This project focuses on deepfake detection leveraging the OpenForensics dataset, a comprehensive resource for face forgery detection and segmentation research. The project explores various deep learning models and evaluates their performance in distinguishing between real and fake images of human faces.
Dataset Link: Emotions Dataset
The OpenForensics dataset contains 256x256 jpg images categorized into real and fake human faces:
- Train: 140,000 images (70,000 real, 70,000 fake)
- Test: 10,905 images (5,492 fake, 5,413 real)
- Validation: 39,400 images (19,600 fake, 19,800 real) This structured dataset provides a diverse range of manipulated and authentic faces, challenging deep learning models to detect subtle differences and enhance research in deepfake detection.

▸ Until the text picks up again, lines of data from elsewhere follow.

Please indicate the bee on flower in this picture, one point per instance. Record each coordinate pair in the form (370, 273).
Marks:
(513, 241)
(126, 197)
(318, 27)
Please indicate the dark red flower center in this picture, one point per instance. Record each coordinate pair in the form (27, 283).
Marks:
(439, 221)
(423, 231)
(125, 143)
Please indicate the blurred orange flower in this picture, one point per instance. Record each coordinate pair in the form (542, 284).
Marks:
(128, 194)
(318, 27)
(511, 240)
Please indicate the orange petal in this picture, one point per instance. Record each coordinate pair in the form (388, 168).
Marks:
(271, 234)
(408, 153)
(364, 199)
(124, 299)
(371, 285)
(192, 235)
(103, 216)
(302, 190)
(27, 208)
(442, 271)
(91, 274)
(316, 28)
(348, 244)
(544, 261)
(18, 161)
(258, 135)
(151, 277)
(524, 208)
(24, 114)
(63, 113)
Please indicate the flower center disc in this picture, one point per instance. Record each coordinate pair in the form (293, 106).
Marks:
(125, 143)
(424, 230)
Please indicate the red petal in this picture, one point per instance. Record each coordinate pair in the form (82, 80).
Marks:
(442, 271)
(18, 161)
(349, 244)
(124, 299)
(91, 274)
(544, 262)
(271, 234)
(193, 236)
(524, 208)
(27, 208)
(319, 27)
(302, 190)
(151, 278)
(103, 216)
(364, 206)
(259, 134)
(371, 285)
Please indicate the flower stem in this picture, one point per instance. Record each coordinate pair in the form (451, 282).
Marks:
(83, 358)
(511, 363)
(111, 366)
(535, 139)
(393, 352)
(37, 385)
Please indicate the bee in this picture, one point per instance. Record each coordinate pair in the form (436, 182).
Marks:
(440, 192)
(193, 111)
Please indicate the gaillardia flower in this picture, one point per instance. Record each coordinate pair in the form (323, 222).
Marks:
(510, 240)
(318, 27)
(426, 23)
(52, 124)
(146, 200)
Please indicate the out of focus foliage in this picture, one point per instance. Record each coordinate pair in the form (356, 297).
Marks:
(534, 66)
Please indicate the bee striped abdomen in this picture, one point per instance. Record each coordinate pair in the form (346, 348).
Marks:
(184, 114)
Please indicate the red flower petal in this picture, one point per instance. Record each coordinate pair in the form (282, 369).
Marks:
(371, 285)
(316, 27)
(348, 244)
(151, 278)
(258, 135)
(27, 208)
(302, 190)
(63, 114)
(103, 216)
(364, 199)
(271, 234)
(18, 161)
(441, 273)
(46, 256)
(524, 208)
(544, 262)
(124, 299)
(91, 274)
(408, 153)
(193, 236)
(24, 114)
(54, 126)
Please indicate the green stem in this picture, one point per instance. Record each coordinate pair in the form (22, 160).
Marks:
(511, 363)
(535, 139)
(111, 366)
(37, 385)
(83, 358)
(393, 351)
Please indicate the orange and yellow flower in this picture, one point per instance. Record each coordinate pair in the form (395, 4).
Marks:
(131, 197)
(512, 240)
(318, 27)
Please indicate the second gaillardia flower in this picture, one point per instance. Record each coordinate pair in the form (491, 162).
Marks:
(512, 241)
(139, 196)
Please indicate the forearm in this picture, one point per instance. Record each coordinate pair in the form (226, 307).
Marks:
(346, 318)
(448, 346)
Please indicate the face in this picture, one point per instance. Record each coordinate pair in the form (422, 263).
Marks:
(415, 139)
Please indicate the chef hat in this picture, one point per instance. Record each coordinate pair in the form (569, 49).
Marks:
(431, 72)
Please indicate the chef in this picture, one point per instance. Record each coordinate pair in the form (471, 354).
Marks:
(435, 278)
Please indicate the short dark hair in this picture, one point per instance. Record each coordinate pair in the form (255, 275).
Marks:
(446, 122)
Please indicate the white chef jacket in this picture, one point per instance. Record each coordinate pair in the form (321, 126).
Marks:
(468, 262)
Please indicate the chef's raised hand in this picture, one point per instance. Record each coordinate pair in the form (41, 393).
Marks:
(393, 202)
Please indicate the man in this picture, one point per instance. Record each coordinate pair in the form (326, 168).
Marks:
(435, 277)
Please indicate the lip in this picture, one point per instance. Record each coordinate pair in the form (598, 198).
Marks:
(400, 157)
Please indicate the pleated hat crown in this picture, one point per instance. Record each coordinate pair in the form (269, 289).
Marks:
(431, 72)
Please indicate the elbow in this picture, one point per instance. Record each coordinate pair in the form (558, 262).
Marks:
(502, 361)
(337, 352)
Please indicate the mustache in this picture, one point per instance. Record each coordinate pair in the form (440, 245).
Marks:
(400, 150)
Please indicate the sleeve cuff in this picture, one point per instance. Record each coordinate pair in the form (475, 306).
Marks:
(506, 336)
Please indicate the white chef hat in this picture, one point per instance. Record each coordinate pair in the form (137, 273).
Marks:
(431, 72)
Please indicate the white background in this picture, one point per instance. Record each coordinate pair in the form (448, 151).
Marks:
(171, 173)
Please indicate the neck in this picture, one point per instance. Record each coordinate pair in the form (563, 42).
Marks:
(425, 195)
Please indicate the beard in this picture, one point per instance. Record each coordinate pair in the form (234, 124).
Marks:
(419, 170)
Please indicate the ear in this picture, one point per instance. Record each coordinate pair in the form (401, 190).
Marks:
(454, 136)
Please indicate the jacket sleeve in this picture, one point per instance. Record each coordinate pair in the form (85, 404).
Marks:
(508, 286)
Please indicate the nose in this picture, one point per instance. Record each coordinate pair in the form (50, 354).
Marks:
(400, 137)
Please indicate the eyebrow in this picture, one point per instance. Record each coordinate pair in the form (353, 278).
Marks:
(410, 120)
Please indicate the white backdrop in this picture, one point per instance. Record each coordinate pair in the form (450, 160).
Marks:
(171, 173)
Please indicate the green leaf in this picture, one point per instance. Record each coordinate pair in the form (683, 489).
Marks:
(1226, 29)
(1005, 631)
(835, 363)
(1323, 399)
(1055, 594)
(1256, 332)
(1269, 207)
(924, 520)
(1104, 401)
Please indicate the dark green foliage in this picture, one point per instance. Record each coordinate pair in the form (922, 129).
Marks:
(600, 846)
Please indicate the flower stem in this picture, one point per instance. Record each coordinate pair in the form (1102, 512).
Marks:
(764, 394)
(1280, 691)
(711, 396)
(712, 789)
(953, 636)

Data preprocessing involves:
- Transformations: Resizing, rotation, and normalization of images.
- Class Balancing: Random oversampling to address class imbalance.
- Dataset Split: 80-20 split for training and testing sets.
- Pre-trained Weights: Initialization for transfer learning with Vision Transformer (ViT).
Five models are evaluated:
- Vision Transformer (ViT): Effective for image classification with strong performance.
- MobileNetV2: Lightweight architecture suitable for mobile applications.
- Convolutional Neural Network (CNN): Known for image recognition tasks.
- ResNet50: Deep residual learning for feature extraction.
- EfficientNetB0: Efficient model scaling for resource optimization.
Models are evaluated based on:
- Accuracy: Training and validation accuracy metrics.
- Loss: Training and validation loss metrics.
Model | Training Accuracy | Validation Accuracy | Training Loss | Validation Loss |
---|---|---|---|---|
ViT | 99% | 99% | 0.04 | 0.02 |
MobileNetV2 | 99% | 98% | 0.02 | 0.05 |
CNN | 97% | 95% | 0.05 | 0.12 |
ResNet50 | 84% | 83% | 0.35 | 0.36 |
EfficientNetB0 | 50% | 50% | 0.69 | 0.69 |
- Vision Transformer (ViT): Achieved high accuracy and low loss, demonstrating robust performance in distinguishing between real and fake images.
- MobileNetV2: Lightweight and efficient, suitable for real-time applications with strong accuracy.
- CNN: Effective but showed higher validation loss, indicating potential overfitting.
- ResNet50: Moderate accuracy with higher loss compared to ViT and MobileNetV2, suggesting room for optimization.
- EfficientNetB0: Struggled with low accuracy and high loss, indicating challenges in model fitting for this task.